The company’s cloud backlog — future business Amazon has already contracted but has not yet turned into revenue — jumped to $364 billion in the first quarter, CEO Andy Jassy said on the company’s earnings call.
And that figure doesn’t include Amazon’s recently announced Anthropic deal for more than $100 billion.
That’s the key counterpoint to the cash-flow pressure that showed up in Amazon’s first quarter results. The company is spending heavily on data centers, chips, servers, and other infrastructure before it can collect the revenue from that capacity.

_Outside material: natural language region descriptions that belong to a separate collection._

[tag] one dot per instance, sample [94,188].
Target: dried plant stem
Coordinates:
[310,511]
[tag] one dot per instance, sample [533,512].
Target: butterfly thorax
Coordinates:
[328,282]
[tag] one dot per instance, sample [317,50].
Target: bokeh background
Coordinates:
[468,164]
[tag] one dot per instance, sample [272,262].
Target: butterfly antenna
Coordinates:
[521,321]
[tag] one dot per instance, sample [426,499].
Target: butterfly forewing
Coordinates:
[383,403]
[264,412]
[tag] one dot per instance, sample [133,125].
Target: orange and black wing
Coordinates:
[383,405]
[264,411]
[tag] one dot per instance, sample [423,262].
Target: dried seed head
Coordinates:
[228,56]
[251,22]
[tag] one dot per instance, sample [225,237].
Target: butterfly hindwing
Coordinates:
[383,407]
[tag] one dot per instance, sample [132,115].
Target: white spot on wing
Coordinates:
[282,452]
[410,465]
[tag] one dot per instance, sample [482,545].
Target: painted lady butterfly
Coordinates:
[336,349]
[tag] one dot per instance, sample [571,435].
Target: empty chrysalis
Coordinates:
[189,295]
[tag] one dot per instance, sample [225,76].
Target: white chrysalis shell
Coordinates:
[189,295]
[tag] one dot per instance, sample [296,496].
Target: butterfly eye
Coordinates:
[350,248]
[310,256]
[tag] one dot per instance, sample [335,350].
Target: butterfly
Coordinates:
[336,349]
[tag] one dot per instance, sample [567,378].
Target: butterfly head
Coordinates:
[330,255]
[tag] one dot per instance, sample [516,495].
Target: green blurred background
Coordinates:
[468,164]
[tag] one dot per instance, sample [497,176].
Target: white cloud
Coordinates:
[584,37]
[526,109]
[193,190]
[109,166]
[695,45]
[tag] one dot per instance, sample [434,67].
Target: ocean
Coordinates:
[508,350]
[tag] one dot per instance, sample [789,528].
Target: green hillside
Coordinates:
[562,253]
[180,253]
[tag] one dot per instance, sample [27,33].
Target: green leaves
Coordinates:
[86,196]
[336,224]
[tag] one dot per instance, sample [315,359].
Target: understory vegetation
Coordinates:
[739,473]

Jassy made that timing gap explicit on the earnings call, saying AWS has to lay out cash for “land, power, buildings, chips, servers, and networking gear” before it can monetize that spending. “Typically six to 24 months before we start [billing] customers,” he said.
But he also pushed back on the idea that Amazon is building without visibility.
The $364 billion backlog — reported by Amazon as a “remaining performance obligations” — excludes the recently announced Anthropic deal for more than $100 billion, Jassy said, adding that there is “reasonable breadth” in the backlog and that it is “not just one customer or two customers.”
That makes backlog the number to watch after Amazon’s earnings. If those contracts turn into revenue fast enough, the AI spending boom looks like a growth investment. If they don’t, investors are left staring at the cash drain.